予期せぬ出会い~全教互総会懇親会にて

全教互総会でのことは遂に書かないままでいた。
書いておきたいことはあったのだが、躊躇したというのが本音である。
いくつか書いておきたいことがある。これはその一つ。

全教互総会の懇親会で全く予期しない出会いがあった。

総会会場から懇親会の会場まで歩いて行かざるを得なくて、開会時間に少し遅れて到着した。
すでに乾杯も終わっていたのだが、入り口近くに北海道・九州ブロックのテーブルがあったのでそこに席を占めた。元々立席のパーティなので誰がどの席にいるかなどほとんど気付かない雰囲気である。
そのテーブルのグラスに手を伸ばし、目立たないように静かに飲むつもりでいた。

グラスを口にして一息ついた時、同じテーブルのほぼ対面にいた人物がぼくの側に近づいてきた。北海道の理事長さんだった。昨年、総会前の理事会で顔を合わせていたので記憶があった。しかし、その後も話をしたことはなく、かねてから北海道の役職員からは疎んじられているとぼくは勝手に思ってもいた。
北海道・東北ブロックの役職員の方々とは北海道を除くとかなり親しくさせていただいていた。なぜか北海道からは相手にされていないという思いもあった。
そのため一瞬ぼくは身構えてしまった。
ぼくの側にやってきた理事長さんが「私は後輩になります」と話されたので一瞬「なんのこと?」とキョトンとしてしまい、頭が猛烈に混乱し始めた。こういう混乱はあまり経験がなかった。
すると「東京都立大学の卒業です」と話されて、ようやく納得した。真面目な大学生ではなかったぼくは、正直に1966年入学で1973年の卒業で7年も大学にいたことを話した。典型的な劣等性である。恥ずかしさを堪えて話すしかなかった。
この当時、学生紛争が吹き荒れていて、大学ではほとんど授業ができる状態にはなく、それをいいことにひたすらアルバイトに精出していた。ぼくは両親がいないにもかかわらず、無謀にも大学進学の道を選び、偶然に受かった都立大学をアルバイトしながら乗り切るつもりでいた。
しかし、現実はそんなに甘くはなく、大学に行くことはほとんどできずにアルバイトとの両立はできるものではなかった。それでも7年かかっても卒業できたのは奇跡に近かった。そんな学生時代を送ったので大学時代の友人は皆無である。だから目の前に突然現れた大学の「後輩」に後れを取った感じで、気持ちが縮んでしまった。
この東京都立大学の「後輩」はきっと大学を立派に卒業し、北海道庁か道教育庁に勤めて、北海道公立学校教職員互助会の理事長になったのだろうと思われ、その存在がまぶしかった。

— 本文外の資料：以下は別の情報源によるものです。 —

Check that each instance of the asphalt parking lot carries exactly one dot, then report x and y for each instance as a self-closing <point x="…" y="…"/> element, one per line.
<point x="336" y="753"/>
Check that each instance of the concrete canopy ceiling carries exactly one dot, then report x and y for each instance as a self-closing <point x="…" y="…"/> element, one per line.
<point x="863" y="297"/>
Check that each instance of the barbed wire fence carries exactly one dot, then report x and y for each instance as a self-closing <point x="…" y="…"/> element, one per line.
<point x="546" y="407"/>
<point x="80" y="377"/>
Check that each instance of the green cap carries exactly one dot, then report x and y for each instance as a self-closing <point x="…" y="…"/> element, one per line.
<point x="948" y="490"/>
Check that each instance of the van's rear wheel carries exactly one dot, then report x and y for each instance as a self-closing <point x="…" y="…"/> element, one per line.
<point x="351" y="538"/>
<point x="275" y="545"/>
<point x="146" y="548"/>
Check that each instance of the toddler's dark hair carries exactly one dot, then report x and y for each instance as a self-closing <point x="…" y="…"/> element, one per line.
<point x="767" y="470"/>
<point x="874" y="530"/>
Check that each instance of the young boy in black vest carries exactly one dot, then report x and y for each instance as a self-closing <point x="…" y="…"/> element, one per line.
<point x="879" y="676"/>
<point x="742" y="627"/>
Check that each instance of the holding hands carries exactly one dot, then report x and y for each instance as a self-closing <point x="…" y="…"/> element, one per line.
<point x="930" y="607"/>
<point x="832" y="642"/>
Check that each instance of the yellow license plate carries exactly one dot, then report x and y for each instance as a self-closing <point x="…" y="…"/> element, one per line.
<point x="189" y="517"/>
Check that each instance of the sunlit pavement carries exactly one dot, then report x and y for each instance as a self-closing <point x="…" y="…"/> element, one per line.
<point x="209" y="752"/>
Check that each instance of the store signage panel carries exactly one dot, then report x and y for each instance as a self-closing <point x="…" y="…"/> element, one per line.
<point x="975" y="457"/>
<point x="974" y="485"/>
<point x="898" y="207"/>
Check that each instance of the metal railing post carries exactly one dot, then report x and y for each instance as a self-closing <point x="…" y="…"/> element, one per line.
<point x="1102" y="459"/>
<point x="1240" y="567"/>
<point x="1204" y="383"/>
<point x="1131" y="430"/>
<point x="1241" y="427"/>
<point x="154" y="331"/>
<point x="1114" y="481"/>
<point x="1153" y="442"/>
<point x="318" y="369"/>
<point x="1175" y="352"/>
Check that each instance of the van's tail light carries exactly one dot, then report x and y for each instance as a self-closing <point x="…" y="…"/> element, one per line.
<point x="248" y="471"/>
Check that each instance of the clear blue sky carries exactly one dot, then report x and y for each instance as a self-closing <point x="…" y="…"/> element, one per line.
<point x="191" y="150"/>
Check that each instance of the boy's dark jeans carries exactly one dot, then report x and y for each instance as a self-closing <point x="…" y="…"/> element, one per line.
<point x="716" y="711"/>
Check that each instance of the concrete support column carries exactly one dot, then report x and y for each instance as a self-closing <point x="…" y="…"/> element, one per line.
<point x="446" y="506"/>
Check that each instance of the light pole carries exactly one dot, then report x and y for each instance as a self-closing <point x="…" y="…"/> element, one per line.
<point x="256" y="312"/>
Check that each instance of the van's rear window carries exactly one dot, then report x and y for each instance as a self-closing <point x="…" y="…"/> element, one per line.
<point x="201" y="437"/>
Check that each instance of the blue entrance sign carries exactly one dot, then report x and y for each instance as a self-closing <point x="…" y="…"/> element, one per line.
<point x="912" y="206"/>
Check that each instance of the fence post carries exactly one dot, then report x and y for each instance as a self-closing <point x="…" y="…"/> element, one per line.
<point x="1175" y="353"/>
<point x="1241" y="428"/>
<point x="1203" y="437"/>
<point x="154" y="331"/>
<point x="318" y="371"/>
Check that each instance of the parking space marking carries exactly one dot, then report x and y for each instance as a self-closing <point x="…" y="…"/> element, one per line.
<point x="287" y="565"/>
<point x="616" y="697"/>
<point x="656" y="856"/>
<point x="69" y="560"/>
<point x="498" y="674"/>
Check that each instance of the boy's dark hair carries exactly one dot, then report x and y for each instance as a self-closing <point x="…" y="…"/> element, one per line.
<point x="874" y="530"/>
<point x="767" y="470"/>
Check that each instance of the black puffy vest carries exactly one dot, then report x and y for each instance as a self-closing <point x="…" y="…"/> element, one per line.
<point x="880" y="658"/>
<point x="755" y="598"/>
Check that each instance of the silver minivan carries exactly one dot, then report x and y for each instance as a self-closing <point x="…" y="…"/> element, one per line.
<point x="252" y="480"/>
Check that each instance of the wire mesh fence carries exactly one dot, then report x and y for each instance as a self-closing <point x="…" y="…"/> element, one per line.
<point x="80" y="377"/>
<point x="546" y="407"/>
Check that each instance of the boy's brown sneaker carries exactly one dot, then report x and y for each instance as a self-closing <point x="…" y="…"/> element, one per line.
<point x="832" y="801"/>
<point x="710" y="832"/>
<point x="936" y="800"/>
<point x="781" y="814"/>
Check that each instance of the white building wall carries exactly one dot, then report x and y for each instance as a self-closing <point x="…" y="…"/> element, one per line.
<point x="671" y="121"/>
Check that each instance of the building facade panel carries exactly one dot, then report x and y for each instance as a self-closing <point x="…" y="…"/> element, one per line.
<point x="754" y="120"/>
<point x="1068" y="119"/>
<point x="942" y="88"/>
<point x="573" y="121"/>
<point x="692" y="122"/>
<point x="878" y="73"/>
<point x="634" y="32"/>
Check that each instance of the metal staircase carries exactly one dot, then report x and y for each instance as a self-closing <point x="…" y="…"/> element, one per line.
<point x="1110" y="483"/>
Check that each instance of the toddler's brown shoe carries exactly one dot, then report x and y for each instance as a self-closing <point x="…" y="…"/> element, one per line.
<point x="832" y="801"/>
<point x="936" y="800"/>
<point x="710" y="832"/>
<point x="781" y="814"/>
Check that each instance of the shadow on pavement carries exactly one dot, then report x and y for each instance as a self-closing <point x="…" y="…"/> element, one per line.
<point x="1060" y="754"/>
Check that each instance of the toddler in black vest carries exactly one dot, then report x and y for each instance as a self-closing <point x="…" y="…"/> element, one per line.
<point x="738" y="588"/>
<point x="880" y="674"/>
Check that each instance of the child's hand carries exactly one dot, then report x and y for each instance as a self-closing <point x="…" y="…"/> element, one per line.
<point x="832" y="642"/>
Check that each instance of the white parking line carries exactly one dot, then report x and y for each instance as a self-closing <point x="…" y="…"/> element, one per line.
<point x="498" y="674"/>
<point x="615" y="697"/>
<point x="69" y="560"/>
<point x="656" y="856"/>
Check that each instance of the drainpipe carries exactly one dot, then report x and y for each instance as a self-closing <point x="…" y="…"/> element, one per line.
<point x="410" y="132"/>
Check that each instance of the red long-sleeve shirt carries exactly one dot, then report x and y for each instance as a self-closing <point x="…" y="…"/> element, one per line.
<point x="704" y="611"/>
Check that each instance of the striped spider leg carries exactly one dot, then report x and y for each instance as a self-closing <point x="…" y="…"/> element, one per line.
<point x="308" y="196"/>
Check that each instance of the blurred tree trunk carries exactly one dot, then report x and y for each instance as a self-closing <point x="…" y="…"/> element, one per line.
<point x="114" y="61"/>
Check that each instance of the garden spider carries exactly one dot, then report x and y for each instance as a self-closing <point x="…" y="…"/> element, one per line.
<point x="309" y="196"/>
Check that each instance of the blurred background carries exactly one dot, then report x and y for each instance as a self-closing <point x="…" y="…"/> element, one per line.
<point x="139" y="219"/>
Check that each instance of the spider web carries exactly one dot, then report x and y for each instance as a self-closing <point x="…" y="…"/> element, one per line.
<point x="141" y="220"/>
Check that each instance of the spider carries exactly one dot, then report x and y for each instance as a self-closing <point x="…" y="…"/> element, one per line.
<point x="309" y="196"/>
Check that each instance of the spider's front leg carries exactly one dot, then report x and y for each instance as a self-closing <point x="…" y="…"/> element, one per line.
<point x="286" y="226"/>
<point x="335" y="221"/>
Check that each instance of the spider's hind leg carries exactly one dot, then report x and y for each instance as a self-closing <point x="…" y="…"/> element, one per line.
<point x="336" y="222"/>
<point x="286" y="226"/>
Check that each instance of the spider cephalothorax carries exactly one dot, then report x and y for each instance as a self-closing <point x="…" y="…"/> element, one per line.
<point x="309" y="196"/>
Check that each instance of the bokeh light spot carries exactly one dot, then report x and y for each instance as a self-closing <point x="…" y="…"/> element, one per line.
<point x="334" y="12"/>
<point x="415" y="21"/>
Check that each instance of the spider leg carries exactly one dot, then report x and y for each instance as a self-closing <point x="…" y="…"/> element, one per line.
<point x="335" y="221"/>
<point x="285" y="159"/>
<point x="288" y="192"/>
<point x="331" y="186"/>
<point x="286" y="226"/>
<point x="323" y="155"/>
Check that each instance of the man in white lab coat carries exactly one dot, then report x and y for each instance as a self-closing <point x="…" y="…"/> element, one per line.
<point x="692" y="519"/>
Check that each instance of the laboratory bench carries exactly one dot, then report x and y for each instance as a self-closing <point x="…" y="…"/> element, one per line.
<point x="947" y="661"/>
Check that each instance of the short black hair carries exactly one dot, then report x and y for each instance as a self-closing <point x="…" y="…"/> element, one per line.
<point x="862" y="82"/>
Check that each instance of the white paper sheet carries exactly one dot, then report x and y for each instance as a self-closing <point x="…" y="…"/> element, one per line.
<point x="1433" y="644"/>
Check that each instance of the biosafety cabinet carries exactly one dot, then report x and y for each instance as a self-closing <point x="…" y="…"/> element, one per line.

話の中で、総会や各種の研修会でのぼくの提案のことを言っていたのだろうか、「面白い提案をされるんですね。ああいう提案の仕方があるのだと思いました」と感想をもらされた。評価の言葉ではないと思いつつ、正直、過去のことだとはいえ恥ずかしかった。
聞きとりにくい言葉で出席者にはずいぶん迷惑をかけてきただろうという反省が付きまとっていただけに驚きだった。
もっとぼくの在任中に話をしたかったと言われた時は、ありがたかった。本当にぼくの方こそもっと話をし、アドバイスも欲しかったと残念に思った。

予期しない出会いであった。奄美の学校の卒業生とは無数の出会いがあり、驚きは少ない。さすがに劣等生で終わった大学の先輩・後輩との出会いは卒業以来これが初めてである。
この出会いをもっと大事にしたいと思ったのだが、ぼくは全教互の任務を終えた身であり、叶わないことであった。

懇親会では全教互時代に知己を得た人が多くいたのだが、なるべき密やかに世を忍ぶ形で過ごさなければならない立場で積極的な挨拶ができず、礼を失してしまったことを申し訳なく思った。